新たに試験導入される水資源税は、基本的に水資源費とほぼ同じであり、主に以下の通りとなる。◇地表水に関しては1立方メートル当たり0.4元、地下水では同1.5元を最低基準に段階が設定され、工業ユーザーの負担を相対的に高水準に設定する◇水使用量が当局の定めた割当量を20%、20-40%、40%上回った場合、それぞれ基準値から1.5倍、2倍、3倍の上乗せが適用される◇地下水の開発が特に深刻なエリアでは3倍の税額が適用される◇無許可の水消費は税額が4倍◇再生水利用は免税とする――。
天然水の消費にかかる現行の水資源費は06年4月、節水の奨励や水関連プロジェクト向けへの資金確保を目的に導入された。中央政府、地方政府が10%、90%の比率で分け合い、全額を年度予算に組み込む方式。BOCIは、新規水資源税も水供給料との扱いで徴収されると指摘。ただ、仮に他の資源税と同様の扱いになるのであれば、税額の100%が地方財務当局の税収となる。また、地方当局が水資源税をそのまま環境修復プロジェクト向けの設備投資やサービス料金などの支払いに振り向けるのであれば、「大型プロジェクト向けの地方の財源不足」という市場の懸念が払拭される見通しという。

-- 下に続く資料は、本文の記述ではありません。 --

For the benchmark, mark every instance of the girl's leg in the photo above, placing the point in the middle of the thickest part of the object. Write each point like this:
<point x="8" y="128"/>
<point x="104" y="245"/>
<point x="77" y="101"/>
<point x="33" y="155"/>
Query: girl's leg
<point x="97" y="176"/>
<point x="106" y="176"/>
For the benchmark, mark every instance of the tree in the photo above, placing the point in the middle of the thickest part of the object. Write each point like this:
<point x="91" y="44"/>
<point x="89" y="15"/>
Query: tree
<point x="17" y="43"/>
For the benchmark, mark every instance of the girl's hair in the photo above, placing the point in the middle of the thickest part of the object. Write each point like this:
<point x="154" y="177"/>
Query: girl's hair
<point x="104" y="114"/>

一方、国務院は5月13日、生態保護補償メカニズムに関する意見を発表。この中で、基本的に「受益者が保護者に対し、エコサービスの提供において相応分を補償する」との原則を示した。北京市は昨年すでに同メカニズムのトライアルを開始し、水質が基準レベルに達しない場合、川上地区が月額最低15万元を川下に対して支払うなどの補償システムを導入済み。BOCIはこのシステムが行政地域をまたぐ環境プロジェクトにおいて各権益保有者の責任の所在を明確にするとの見方。水処理サービス料金の財源確保につながるとし、環境保護セクターの長期発展にプラスと受け止めている。